Time to learn and practice
Most companies provide very little training and subsequent time to practice coaching so managers never become competent at it. In fact, a recent CIPD survey showed that only 5% of organisations have properly trained all their managers as coaches. We always recommend to clients that after training, managers are allocated into peer coaching groups and encouraged to meet up at least once a month to discuss coaching challenges, successes and learning. In addition to peer learning groups, companies can use the latest technology including cloud-based social learning platforms to help encourage the sharing of learning and knowledge about better practice coaching techniques.
In organisations where coaching thrives, there is the fundamental belief that coaching opportunities occur with almost every interaction and happens during both formal and informal conversations.
Over-complicated techniques
Many manager training programs try to turn managers into pseudo psychologists bombarding them with a host of techniques from NLP to cognitive-behavioural models. Although these can be useful for advanced coaches, we suggest organisations start by training managers to be skilled to apply one pragmatic and proven coaching process such as STRONG Business Coaching™ or GROW, as well as equipping them with core coaching skills including deep listening, powerful questioning, challenge and constructive feedback. We recommend creating a series of video vignettes to show managers what good coaching looks like and to provide them with varying examples of how it can be used to raise performance and motivation across different people and situations.
Finally, it is important managers are given access to straightforward coaching tools for different applications such as individual development, resilience, confidence building, delegation, dealing with change, etc. to enhance their confidence, competence and self-management of the coaching process within their teams.
Insufficient reward and recognition
One of the most commonly used sayings in HR is “what gets measured, gets done”. However, behind this adage is a lot of truth.

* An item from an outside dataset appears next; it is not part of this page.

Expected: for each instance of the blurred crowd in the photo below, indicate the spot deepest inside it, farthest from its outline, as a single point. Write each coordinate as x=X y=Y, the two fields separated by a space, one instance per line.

In order for a coaching culture to take hold, coaching behaviours and outcomes need to be part of the performance management system so managers get measured and rewarded not just for the results they achieve, but also how effectively they engage, coach and retain their people.
The business impact of coaching on employees’ behaviours and relationships, as well as business results, also needs to be studied and the results shared with managers and executives to ensure continuous improvement and reinforce successes, learning and better practices.
Organisations can also introduce creative recognition schemes for exceptional coaching to raise the visibility of such practices and the value they bring to the company.
There is already a high level of usage and belief in the power of coaching and most organisations already see it as an essential part of their learning and development mix. But major problems remain including the integration of coaching into the DNA and daily practices of the organisation. By identifying and tackling barriers to a coaching culture, companies can ensure that coaching not only accelerates learning and performance, but also becomes a key driver to bottom line growth and competitive advantage through people.